For most people, their house is their biggest investment. Some have done a lot better than others depending on the price they paid and the region they chose to live in. What very few realize is that investing in home improvement stores would have been a lot more lucrative. In fact, the best performing stock for the past 34 years is a home improvement store.
Today, Home Depot closed at new all-time highs near $126 per share. $5000 invested in its stock on its IPO day in 1981 is worth about $25 Million today. Very few stocks have managed to average 28% annual returns over the course of so many years.
Of course, I write this with the benefit of hindsight. Finding stocks with great potential is a lot easier than holding them through the inevitable drawdowns they go through. For example, Home Depot had a 71% pullback during the bear market of early 2000s. Then, it had another 50% correction in 2007-2008. It takes a lot of conviction to hold a stock through such big setbacks. I would venture to say that the total number of individuals who bought Home Depot on its IPO day and are still holding it, is probably very close to zero.

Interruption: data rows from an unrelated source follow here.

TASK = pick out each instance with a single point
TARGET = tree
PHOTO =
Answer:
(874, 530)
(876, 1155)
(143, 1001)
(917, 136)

Don’t forget that for each Home Depot that recovers from a 70% drawdown, there are 20 other story stocks that either never come back to new highs or they take decades to do so. A simple trend following system that would sell Home Depot every time it closes below its 20-month moving average and buys it back when it makes new 52-week highs would have achieved three results:
- Catch all of the upside.
- Eliminate most of the scary corrections and limit drawdowns.
- Allow to invest your capital in other stocks during periods when HD was not trending up.